Who doesn't like pancakes?! Next up in my 2020 recipe catch-up series is this nice recipe that makes two servings. I guess you could share them with someone if you wanted to. But I like to eat one when I make it on the weekend, and save the other serving for Monday morning.

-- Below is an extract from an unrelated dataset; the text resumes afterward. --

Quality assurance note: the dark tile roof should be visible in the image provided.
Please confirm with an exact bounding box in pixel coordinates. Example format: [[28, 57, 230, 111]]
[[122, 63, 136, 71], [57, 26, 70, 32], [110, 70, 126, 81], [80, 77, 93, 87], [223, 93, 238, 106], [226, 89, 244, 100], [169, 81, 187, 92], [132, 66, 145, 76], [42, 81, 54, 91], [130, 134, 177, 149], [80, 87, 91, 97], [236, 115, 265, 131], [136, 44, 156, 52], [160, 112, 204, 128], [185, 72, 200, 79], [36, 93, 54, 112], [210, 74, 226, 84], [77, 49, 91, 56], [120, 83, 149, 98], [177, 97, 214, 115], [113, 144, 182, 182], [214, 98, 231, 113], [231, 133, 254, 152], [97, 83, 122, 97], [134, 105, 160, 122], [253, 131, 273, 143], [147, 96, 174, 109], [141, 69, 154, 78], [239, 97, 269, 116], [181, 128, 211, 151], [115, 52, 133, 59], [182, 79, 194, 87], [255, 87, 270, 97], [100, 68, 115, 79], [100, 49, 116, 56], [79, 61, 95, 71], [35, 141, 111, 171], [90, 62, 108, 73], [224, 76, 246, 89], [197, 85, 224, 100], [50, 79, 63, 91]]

I first made it early this fall and I've had it several times since. Pictured above is a stack served with light margarine, bourbon-vanilla maple syrup, and toasted pecans. Pictured below is a stack made with sprinkles. You could make fewer, bigger cakes, but I like a tall stack of smaller ones. Because it just seems more fun that way!
Ingredients:
- 1 cup all-purpose flour
- 2 Tbsp. sugar (or less, if you prefer)
- 2 tsp. baking powder
- 1/2 tsp. salt
- 1 egg
- scant 2 Tbsp. vegetable oil
- 3/4 cup milk
- 1/4 tsp. vanilla (or to taste)
Directions:
- Combine flour, sugar, baking powder, and salt. Whisk or stir with a fork to blend
- In a small bowl, lightly beat egg. Add milk, oil, and vanilla.
- Stir to blend.
- Spray skillet/griddle with non-stick spray
- Use a 1/4 cup to measure out batter onto skillet
- Cook on one side until bubbles are breaking all over the top
- Flip and cook until bottom is browned.